4) Conforme a contabilidade de um dos apologistas de Huck, os grupos comunitários e os movimentos de formação política devem enviar às urnas na eleição municipal de 2020 algo em torno de 2 mil candidatos a vereador.

5) Trabalha-se com a perspectiva de que boa parte desses candidatos, em sua maioria jovens e novatos na política, componham a base de apoiadores de uma ainda hipotética candidatura presidencial de Huck.

6) "O que está sendo feito é algo orgânico, absolutamente novo, que não existe em nenhum partido", entusiasma-se o apoiador de Huck.

7) Simultaneamente, Huck se equipa para a disputa estreitando relações com políticos e técnicos. Conserva os contatos já consolidados com gente como o ex-presidente tucano Fernando Henrique Cardoso, o ex-governador capixaba Paulo Hartung e o ex-presidente do Banco Central Armínio Fraga. E adiciona nomes novos ao seu WhatsApp.

8) No PSDB, Huck aproxima-se, por exemplo, do governador do Rio Grande do Sul, Eduardo Leite. No DEM, além de Maia e ACM Neto, achega-se ao ex-deputado pernambucano Mendonça Filho, que realizou uma gestão bem avaliada como ministro da Educação do governo de Michel Temer.

9) Afora o assessoramento econômico e administrativo que obtém de Armínio e Hartung, Huck estreita relações com especialistas em áreas estratégicas como a segurança pública. Por exemplo: Ilona Szabó, diretora do Instituto Igarapé; e Raul Jungmann, ex-ministro da Defesa e da Segurança Pública da gestão de Temer.

10) Os críticos avaliam que a demora de Huck em assumir-se como candidato prejudica suas pretensões políticas. Os conselheiros do apresentador discordam. Acreditam que sua presença no vídeo, associado a quadros em que aparece como benfeitor de pessoas humildes, funciona como um poderoso palanque eletrônico.

• Caminho sem volta
Pelo menos um dos conselheiros políticos de Huck rumina uma dúvida quanto à sua disposição para inaugurar uma carreira política. Em conversas francas, chegou mesmo a aconselhar o apresentador a refletir profundamente sobre a iniciativa, pois tomará "um caminho sem volta".

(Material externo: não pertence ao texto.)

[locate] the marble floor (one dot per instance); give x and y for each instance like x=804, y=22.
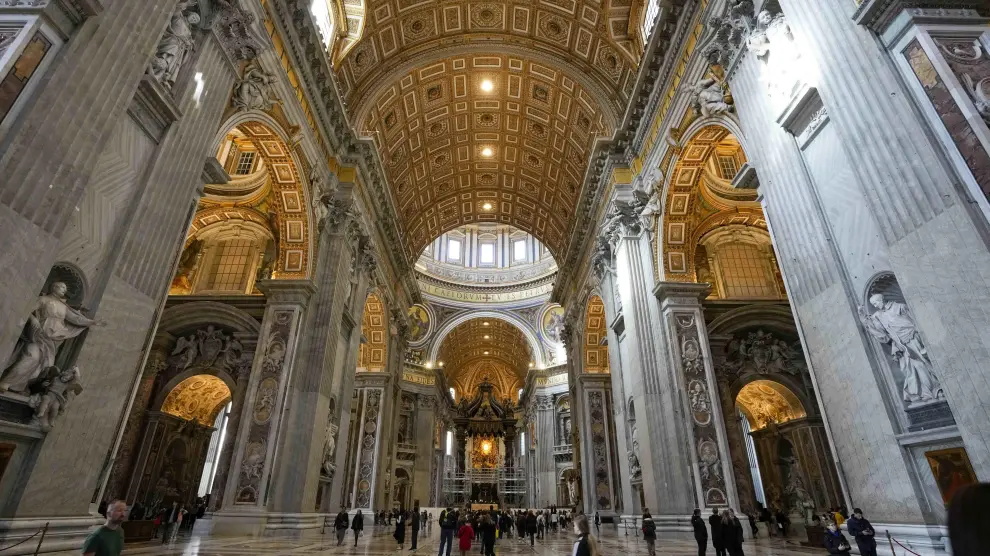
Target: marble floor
x=380, y=543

"Tivemos duas ou três conversas na casa dele", contou o interlocutor de Huck. "Eu disse para ele: Acharei ótimo se você vier. Mas não ficaria bem se não o aconselhasse a pensar profundamente. É como se você tivesse que morrer para renascer num outro personagem. Uma celebridade é, de certo modo, uma unanimidade. Um político divide opiniões, vai ser xingado, terá a vida devassada, vai expor a família."

De saída, Huck terá de se desligar da Globo. Perderá o faturamento milionário de patrocinadores que não convivem bem com a ideia de vincular suas marcas a um projeto político. Isso já ficou claro em 2018. Por tabela, Huck prejudicará a carreira de sua mulher, Angélica, também contratada da emissora.

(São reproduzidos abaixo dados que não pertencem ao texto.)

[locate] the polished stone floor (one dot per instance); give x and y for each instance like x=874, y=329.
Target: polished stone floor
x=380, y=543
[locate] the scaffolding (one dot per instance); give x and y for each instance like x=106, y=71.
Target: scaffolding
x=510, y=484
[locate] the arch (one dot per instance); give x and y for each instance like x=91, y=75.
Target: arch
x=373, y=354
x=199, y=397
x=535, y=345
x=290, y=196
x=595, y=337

Em privado, Huck declara ter despertado para a política depois que sobreviveu, junto com Angélica e os dois filhos, a um acidente aéreo, em 2015. Diz que o episódio o estimulou a pensar em formas de colaborar com o país. Obteve a concordância de Angélica. Ela disse que apoiará a decisão do marido, seja qual for.

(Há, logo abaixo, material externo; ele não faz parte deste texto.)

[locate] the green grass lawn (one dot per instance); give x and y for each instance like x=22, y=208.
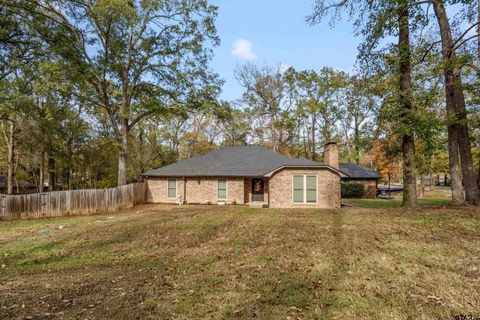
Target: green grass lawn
x=394, y=203
x=238, y=263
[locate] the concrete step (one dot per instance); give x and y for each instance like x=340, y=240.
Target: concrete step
x=257, y=205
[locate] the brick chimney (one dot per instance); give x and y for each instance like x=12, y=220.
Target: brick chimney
x=330, y=155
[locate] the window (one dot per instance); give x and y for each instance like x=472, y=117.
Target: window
x=172, y=189
x=222, y=189
x=304, y=189
x=311, y=187
x=297, y=188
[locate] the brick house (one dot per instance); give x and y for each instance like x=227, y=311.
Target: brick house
x=249, y=175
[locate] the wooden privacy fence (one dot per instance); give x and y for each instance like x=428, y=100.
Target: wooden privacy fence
x=73, y=202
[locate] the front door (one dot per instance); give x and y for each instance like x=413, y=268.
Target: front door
x=257, y=189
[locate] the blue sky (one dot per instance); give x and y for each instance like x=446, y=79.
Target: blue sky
x=274, y=32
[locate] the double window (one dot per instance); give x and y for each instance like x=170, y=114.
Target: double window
x=304, y=189
x=222, y=189
x=172, y=189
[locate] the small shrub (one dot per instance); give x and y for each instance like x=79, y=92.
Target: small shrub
x=352, y=190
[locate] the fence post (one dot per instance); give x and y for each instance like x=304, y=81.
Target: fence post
x=3, y=200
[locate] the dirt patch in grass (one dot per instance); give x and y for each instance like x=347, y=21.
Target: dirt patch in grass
x=238, y=263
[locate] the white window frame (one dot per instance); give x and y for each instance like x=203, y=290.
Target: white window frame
x=305, y=188
x=176, y=187
x=226, y=190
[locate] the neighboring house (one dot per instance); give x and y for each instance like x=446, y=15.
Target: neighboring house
x=368, y=177
x=249, y=175
x=19, y=187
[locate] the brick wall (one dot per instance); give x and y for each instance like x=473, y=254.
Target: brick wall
x=328, y=189
x=198, y=190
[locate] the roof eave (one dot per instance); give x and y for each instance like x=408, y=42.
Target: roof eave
x=271, y=173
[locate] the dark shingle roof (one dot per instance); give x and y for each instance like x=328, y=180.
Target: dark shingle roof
x=232, y=161
x=355, y=171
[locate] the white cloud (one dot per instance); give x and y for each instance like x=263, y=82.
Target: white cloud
x=243, y=49
x=283, y=67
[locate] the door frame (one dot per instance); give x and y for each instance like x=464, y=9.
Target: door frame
x=258, y=194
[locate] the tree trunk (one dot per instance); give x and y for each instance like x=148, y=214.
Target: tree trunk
x=408, y=140
x=455, y=101
x=11, y=156
x=314, y=120
x=478, y=175
x=51, y=174
x=123, y=153
x=458, y=196
x=357, y=141
x=41, y=174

• Candidatura é 'um chamado'
Há dois meses, numa entrevista à revista Marie Claire, Angélica referiu-se à eventual candidatura de Huck como "um chamado que ele não buscou". Declarou: "Acredito na capacidade de trabalho e no olhar para o outro que ele tem. Mas é uma escolha minha? Que acho muito legal? Não posso falar isso porque não seria verdade. Teríamos mais a perder do que a ganhar. Mas estamos em um momento tão louco na política que não quero, jamais, ser egoísta e leviana de impedir algo nesse sentido. Jamais falaria 'não, você não vai'."

"Em algum momento, o Huck terá que tomar a atitude", afirma Roberto Freire. "Como se trata de uma maratona, ele vai levando. Não tem motivo para precipitar. Ele tem que ficar à vontade para definir o momento. Cada um sabe onde o calo aperta. Mas creio que tudo está absorvido".

Huck ensaia o ingresso nos quadros do Cidadania desde o final de 2017, quando o partido ainda se chamava PPS. Disse a Freire que pendia para a legenda porque não está associada a nenhum escândalo.

Desde então, o ex-PPS vem se reestruturando para absorver em seus quadros os jovens egressos dos movimentos suprapartidários de formação política. Líder do Cidadania na Câmara, o deputado Daniel Coelho (PE), também simpático à ideia de uma candidatura presidencial de Huck, disse que o movimento é de mão dupla. Membros do Cidadania também se integram aos movimentos.